In the larger view of a provincial budget, $30,000 isn't a lot of money. The Government of Alberta and the companies so heavily invested in the oil sands stand to lose a whole lot more than that if Keystone XL is not built.  So the government’s latest effort to ensure the building of that pipeline (in the form of a paid ad in the New York Times) isn't surprising.

What is striking, however, is that one of the ad's focuses was Alberta’s “superior” environmental standards, making the argument that buying unrefined bitumen from Alberta is somehow more environmentally sustainable than producing more shale oil in the USA itself or importing from other nations.  The fact that Alberta spent the last decade spending more money and effort on green-washing our bitumen than actually enforcing regulations and providing leadership in sustainability is the true irony here.  Only lately we’ve committed to a world class monitoring system.  For years, both the Alberta government and oil and gas lobbies have worked to limit regulations on the oil sands.  Now we’re bragging about our environment record.
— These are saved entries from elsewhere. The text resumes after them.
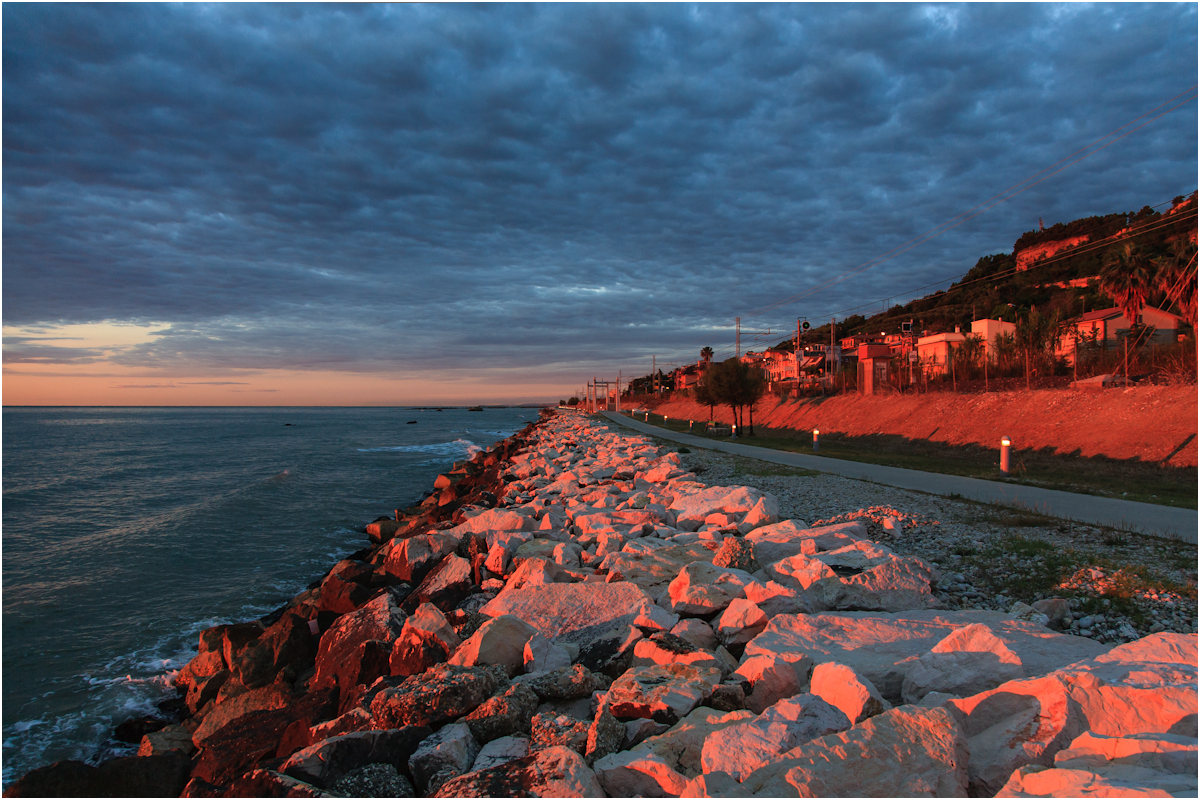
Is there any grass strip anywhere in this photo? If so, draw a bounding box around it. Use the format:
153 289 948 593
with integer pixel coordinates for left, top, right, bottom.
625 411 1197 509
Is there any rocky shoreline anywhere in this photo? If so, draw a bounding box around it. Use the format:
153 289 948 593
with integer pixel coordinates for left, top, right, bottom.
7 409 1196 797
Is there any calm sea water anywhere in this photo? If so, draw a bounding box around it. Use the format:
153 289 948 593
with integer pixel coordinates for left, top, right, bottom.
1 406 539 783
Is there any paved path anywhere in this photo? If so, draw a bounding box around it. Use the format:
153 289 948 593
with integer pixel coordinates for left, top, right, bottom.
601 411 1198 544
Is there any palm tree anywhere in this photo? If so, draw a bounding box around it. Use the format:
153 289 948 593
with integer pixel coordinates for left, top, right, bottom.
1156 238 1197 328
1100 243 1154 326
700 346 714 365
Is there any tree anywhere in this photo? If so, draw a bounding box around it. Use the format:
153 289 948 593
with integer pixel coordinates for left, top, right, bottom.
1014 307 1060 390
700 346 714 365
952 334 984 386
1155 238 1197 328
693 373 719 422
705 358 766 435
1100 243 1153 325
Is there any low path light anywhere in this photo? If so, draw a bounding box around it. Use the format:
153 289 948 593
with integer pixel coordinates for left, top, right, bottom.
1000 436 1011 474
812 428 820 451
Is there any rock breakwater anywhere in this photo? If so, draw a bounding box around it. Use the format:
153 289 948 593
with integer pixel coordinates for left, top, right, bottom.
8 410 1196 797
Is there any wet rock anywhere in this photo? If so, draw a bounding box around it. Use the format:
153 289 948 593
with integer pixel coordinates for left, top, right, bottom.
191 683 294 748
234 610 316 689
226 769 329 797
191 689 337 786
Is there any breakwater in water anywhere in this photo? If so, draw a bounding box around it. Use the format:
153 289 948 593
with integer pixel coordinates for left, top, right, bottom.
9 409 1196 797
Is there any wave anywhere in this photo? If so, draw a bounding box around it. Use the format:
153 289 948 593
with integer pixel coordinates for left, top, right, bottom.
356 438 480 458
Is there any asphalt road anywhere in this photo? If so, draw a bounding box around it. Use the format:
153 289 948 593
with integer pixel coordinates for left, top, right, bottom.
601 411 1198 544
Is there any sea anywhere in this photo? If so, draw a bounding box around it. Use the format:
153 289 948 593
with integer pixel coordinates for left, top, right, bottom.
1 405 540 784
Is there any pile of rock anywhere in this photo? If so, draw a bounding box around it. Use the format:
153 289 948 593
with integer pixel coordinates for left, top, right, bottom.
9 410 1195 798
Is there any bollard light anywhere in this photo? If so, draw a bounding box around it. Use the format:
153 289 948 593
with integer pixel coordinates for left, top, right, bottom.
645 412 650 421
1000 436 1011 474
813 428 820 451
731 424 737 438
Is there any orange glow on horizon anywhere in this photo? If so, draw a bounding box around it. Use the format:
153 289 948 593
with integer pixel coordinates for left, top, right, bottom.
3 366 566 407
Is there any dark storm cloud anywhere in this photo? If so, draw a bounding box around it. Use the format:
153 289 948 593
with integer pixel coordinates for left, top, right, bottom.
4 3 1196 379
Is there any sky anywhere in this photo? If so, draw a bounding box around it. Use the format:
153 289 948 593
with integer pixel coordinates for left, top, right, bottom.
3 3 1196 406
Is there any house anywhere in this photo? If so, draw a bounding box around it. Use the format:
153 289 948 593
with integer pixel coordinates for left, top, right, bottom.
840 334 882 351
675 363 705 391
916 331 966 377
971 318 1016 359
856 343 893 395
1067 306 1183 345
1058 305 1185 363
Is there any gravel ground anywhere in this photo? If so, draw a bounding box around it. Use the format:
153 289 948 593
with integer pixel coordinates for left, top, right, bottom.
668 442 1198 645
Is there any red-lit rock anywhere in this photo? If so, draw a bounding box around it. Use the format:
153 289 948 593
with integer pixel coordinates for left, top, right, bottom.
460 683 539 744
379 532 458 583
699 693 849 780
603 663 723 724
312 591 406 705
432 745 603 798
808 661 890 725
369 663 506 729
389 601 461 676
739 705 970 797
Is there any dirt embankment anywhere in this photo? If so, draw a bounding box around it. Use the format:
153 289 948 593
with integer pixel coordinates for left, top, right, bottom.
646 384 1198 467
Because we refused to see the world changing… because we ignored the growing thirst for cleaner energies… because we’re so dependent on one source of revenue, we’ve painted ourselves into a corner, trying to convince potential markets that we’ve done enough on the environmental front.  The truth is that we have consistently missed our annual greenhouse gas emissions targets and we have given oil sands producers the go-ahead on 27 high-risk and experimental end-pit lakes in the Athabasca boreal region* and virtually ignored the downstream effects of the industry.

President Obama and Secretary of State John Kerry have repeatedly said the economy of the United States must be built on a more sustainable energy future. The New York Times editorial last week (to which the Alberta government ad responds) argues that Keystone XL is the first project that should be turned down in order to start along the road to more sustainable energies. 
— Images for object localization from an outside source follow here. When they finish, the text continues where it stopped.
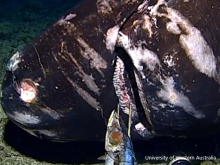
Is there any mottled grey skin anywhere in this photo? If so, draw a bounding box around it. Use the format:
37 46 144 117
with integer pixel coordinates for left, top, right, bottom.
2 0 220 142
1 0 144 142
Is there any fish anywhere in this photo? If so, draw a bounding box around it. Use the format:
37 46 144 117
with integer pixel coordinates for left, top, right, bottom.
99 105 137 165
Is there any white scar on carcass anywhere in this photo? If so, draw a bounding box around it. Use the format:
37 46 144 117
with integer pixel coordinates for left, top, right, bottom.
7 111 41 126
65 74 101 111
147 0 218 78
117 32 161 78
57 13 77 24
7 51 21 72
21 128 38 137
105 25 120 53
22 128 58 139
66 51 100 95
163 54 176 68
37 129 58 138
76 37 107 76
149 0 217 79
135 122 153 139
157 77 205 119
165 7 217 78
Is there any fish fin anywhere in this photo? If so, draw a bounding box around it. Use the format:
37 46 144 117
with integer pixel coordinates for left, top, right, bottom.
97 154 106 160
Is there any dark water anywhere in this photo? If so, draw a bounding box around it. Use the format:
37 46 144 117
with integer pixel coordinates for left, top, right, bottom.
4 120 220 164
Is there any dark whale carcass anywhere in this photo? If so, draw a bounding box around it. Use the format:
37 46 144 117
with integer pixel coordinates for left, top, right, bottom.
1 0 145 142
116 0 220 138
1 0 220 142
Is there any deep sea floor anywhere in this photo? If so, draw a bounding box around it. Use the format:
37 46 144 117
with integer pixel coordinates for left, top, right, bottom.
1 0 220 165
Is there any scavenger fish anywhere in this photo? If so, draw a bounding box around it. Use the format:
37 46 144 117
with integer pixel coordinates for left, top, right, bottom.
100 106 137 165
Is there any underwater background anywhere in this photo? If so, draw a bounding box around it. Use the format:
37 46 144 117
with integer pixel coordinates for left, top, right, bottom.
0 0 220 165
If the Americans decide not to go ahead with the project, Alberta will be left with hundreds of billions of dollars invested in a commodity that will become increasingly hard to market.  We’re playing catch up because we never looked ahead.  We didn’t want to put environmental regulations and monitoring in place because of the costs to industry.  Now, our argument has become our “great” environmental record.  This irony should not be lost on Albertans. 

Had we put as much effort into actually creating and upholding environmental controls and providing incentives for sustainable energy, our argument today might ring a whole lot truer.  Had we been more prudent in not allowing runaway development of the oil sands and had we provided as many incentives for greener energy in this province as we have subsidies and tax breaks for oil sands development, we would not have so many of our economic eggs in one basket.

No, it’s not the $30,000 the Government of Alberta has spent on the ad in the New York Times stands out.  There are billions of dollars at stake here and the government is only trying to protect potential revenue.  The sad irony is we all but ignored a changing worldview on energy and allowed runaway development of the oil sands without a parallel focus on our environment.  Now the world is wondering just how valuable our bitumen really is.  The writing is on the wall.  Will we continue to ignore it?  Much depends on the American decision on Keystone XL, but even more depends on recognising the changing global market for energy... and the consequences of not doing enough to defend against climate change and the environment.

* a fact gathered from the blog Susan on the Soapbox... a friend who always has her facts straight.


1 comment:

  1. You nailed it Will. Here's what the Daily Oil Bulletin (Feb 26, 2013) has to say about the future of the oilsands: "Once considered a sure winner by most Canadians, the oilsands industry is now on the defensive on several fronts, struggling to prove it can deliver its raw materials to refiners at a competitive price and at an acceptable environmental cost. The dilemma over upgrading points to more problems ahead as oilsands producers compete for capital against the developers of the cheaper, less damaging shale oil."
    Interesting to see that environmental concerns are ranked right up there with production costs. It's about time!